[RFC] DSL-style / dialect-specific builders

I’m not referring to internals or anything specific to the dialect, but plainly to IR building - something that is common ground for all MLIR developers that they shouldn’t have to dig deeper to understand. The code snippet I showed from Linalg Transforms (again reproduced below) is creating load/store ops as you know — this isn’t anything dialect specific, and yet it’s unreadable to me. (The IR creation code isn’t clearly spelt out due to the metaprogramming and lost/mixed among regular code.) IR constructing methods/code in other dialects upstream aren’t like this.

IndexedValueType output(op.output());
IndexedValueType input(op.input());
Value lhs = output(indices.outputs);
Value rhs = input(indices.inputs);
...
output(indices.outputs) = maxValue;

To provide some more concrete examples, here how the first pattern Sean’s patch above would look like with different APIs:

1 Like

Thanks Alex for taking the time to put these examples together!

Speaking personally, the “current proposal w/o create” reads best to me. I like that it is succinct and reads very similarly to the corresponding textual .mlir (there’s something about the . vs edsc’s _ after the dialect name which makes it much easier to read). The create is just line noise once we get to this level of fluency.

For the “even more DSL” version, it is too difficult to see what concrete ops are being created.

I would really like to have a “current proposal w/o create”-like API available for these sorts of “expansion” patterns.

1 Like

These are quite useful. Did you paste the wrong link for the first one? There is no create there - the builder is just named create. I assume you meant to have it use createCmpI etc.

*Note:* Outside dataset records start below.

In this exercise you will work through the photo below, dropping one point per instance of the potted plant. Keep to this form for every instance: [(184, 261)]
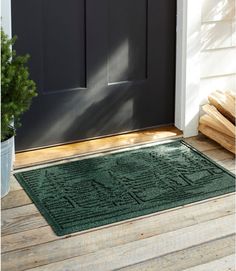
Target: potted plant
[(17, 91)]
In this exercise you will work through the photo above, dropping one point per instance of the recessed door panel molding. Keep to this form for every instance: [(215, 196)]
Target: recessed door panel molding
[(102, 67), (127, 40), (64, 42)]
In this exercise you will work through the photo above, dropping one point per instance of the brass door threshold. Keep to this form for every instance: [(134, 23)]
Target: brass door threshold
[(72, 150)]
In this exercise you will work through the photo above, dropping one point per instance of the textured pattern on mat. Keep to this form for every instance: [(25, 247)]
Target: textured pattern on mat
[(96, 191)]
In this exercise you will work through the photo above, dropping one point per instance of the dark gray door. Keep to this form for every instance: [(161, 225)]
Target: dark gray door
[(101, 66)]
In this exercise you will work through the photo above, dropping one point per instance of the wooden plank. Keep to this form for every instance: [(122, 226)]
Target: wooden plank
[(224, 264), (119, 256), (14, 199), (188, 258), (128, 231), (214, 113), (20, 219), (57, 153), (224, 140), (215, 124), (225, 104)]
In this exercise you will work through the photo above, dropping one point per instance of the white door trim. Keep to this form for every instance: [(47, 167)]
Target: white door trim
[(188, 48)]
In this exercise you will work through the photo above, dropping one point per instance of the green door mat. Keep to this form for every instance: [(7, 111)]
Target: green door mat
[(97, 191)]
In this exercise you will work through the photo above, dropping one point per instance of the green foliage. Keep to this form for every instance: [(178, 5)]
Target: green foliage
[(17, 90)]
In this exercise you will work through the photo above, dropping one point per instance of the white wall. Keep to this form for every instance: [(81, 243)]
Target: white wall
[(218, 47)]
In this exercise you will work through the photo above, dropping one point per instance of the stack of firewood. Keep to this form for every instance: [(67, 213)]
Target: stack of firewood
[(218, 122)]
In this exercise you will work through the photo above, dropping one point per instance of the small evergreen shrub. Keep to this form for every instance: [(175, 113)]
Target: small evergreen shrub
[(17, 90)]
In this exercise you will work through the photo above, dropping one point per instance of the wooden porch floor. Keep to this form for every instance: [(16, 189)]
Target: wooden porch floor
[(196, 237)]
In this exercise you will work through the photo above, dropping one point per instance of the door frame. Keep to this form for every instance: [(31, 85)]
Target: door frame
[(188, 26)]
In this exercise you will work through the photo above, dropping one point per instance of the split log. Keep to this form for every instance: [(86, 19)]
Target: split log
[(224, 140), (215, 124), (215, 114), (225, 104)]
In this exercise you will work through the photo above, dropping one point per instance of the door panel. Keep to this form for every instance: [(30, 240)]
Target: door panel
[(101, 67), (127, 40)]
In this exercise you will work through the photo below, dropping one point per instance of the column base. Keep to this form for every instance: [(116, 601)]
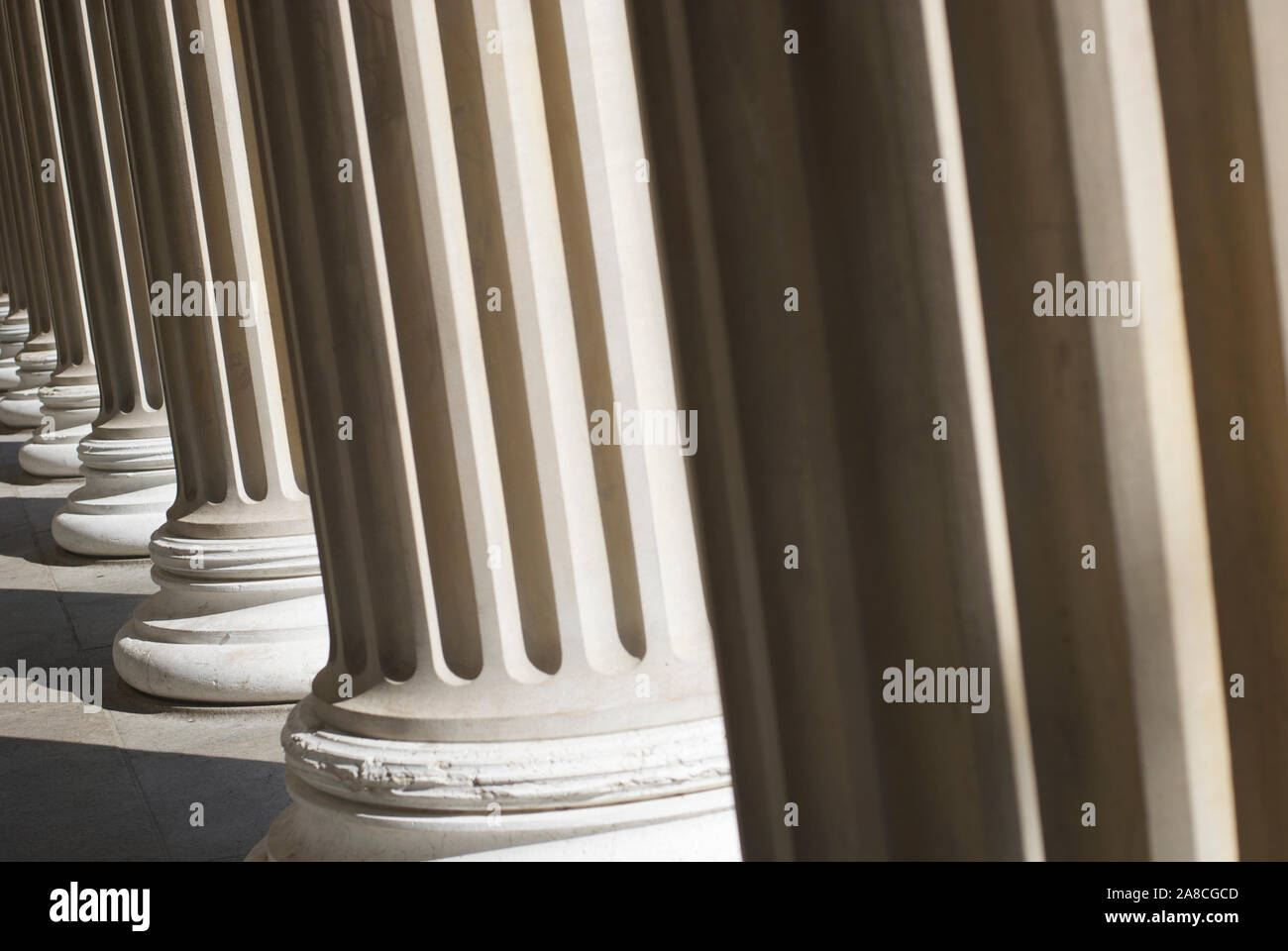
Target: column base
[(657, 793), (116, 510), (20, 409), (231, 624), (14, 330), (53, 455)]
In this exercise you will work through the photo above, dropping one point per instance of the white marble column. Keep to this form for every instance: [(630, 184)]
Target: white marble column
[(127, 458), (13, 317), (520, 656), (240, 615), (68, 402), (38, 356)]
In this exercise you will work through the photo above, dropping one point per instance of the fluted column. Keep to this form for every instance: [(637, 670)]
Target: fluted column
[(520, 659), (240, 615), (69, 399), (38, 359), (127, 458), (13, 317)]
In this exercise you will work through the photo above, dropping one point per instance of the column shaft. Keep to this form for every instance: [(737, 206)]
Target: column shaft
[(240, 615), (69, 399), (509, 591), (127, 458)]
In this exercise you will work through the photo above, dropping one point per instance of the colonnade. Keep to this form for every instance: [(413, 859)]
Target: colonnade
[(329, 302)]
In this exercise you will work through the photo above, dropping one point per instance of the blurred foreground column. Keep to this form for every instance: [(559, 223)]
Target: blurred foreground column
[(520, 660), (823, 286), (1096, 418), (127, 458), (240, 616)]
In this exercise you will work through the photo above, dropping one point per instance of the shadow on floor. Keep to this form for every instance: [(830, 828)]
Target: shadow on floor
[(84, 801)]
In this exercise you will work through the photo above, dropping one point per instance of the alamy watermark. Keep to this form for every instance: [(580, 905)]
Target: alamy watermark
[(50, 686), (1087, 299), (73, 904), (179, 298), (621, 427), (936, 686)]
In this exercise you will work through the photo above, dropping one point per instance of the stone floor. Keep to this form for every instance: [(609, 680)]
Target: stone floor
[(119, 783)]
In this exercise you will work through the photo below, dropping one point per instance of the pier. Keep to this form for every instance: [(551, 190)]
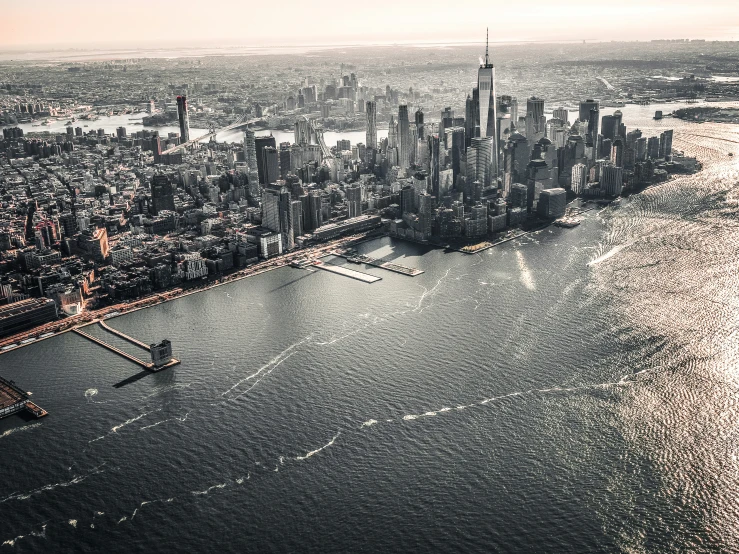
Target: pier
[(124, 336), (13, 400), (390, 266), (346, 272), (146, 365)]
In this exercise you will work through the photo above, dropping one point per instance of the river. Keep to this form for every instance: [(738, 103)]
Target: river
[(574, 390)]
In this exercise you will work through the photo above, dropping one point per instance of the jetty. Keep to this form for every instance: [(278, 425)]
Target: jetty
[(346, 272), (13, 400), (390, 266), (160, 360)]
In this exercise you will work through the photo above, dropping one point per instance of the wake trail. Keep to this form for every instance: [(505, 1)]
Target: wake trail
[(317, 450)]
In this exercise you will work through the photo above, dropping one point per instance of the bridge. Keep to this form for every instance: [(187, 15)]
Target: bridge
[(211, 133)]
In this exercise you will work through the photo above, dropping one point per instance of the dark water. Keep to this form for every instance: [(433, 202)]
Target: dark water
[(572, 391)]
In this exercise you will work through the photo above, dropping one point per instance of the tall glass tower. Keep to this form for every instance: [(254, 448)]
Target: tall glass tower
[(487, 104), (183, 118), (371, 138)]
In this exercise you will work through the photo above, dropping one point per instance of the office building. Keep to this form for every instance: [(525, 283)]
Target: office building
[(552, 203), (404, 137), (260, 143), (579, 178), (561, 114), (183, 118), (162, 194), (371, 135), (488, 108), (270, 164)]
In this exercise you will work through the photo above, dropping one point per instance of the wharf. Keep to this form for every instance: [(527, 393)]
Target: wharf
[(146, 365), (13, 400), (390, 266), (346, 272)]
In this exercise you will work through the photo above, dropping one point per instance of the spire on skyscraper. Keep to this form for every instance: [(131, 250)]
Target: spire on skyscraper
[(487, 34)]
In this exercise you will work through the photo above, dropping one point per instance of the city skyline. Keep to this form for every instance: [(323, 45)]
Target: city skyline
[(94, 25)]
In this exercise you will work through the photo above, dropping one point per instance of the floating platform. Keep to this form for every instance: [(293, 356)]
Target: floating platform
[(346, 272)]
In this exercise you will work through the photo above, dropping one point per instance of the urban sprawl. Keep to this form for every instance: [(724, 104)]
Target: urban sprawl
[(91, 220)]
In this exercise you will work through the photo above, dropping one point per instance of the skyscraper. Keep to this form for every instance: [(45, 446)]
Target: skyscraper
[(260, 143), (480, 161), (162, 193), (250, 155), (488, 110), (562, 114), (585, 107), (354, 200), (183, 118), (419, 124), (535, 111), (404, 136), (271, 164), (371, 139)]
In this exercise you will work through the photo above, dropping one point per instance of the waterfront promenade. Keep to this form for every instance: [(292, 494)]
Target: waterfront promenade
[(48, 330)]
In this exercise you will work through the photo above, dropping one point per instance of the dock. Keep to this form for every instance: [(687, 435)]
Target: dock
[(390, 266), (124, 336), (346, 272), (13, 400), (146, 365)]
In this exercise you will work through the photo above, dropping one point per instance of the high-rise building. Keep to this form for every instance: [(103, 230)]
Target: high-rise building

If these are the current proposals, I’m not sure why the proposal says standard builders are going to stay. With either of the first two options listed by @ftynse, one can just replace the standard builders. I assume passing an explicit location will also be supported if needed. I felt that was the confusing part of the proposal - the first post neither says standard builders would be replaced nor deprecated and replaced over time.

I really don’t understand what you mean here. MLIR already has OpBuilder - we are not talking about removing the presence of builder APIs! I think you’re arguing that the existing builders are not good enough - I’m arguing that we should either improve them or delete them. There should be one builder abstraction that is “good”.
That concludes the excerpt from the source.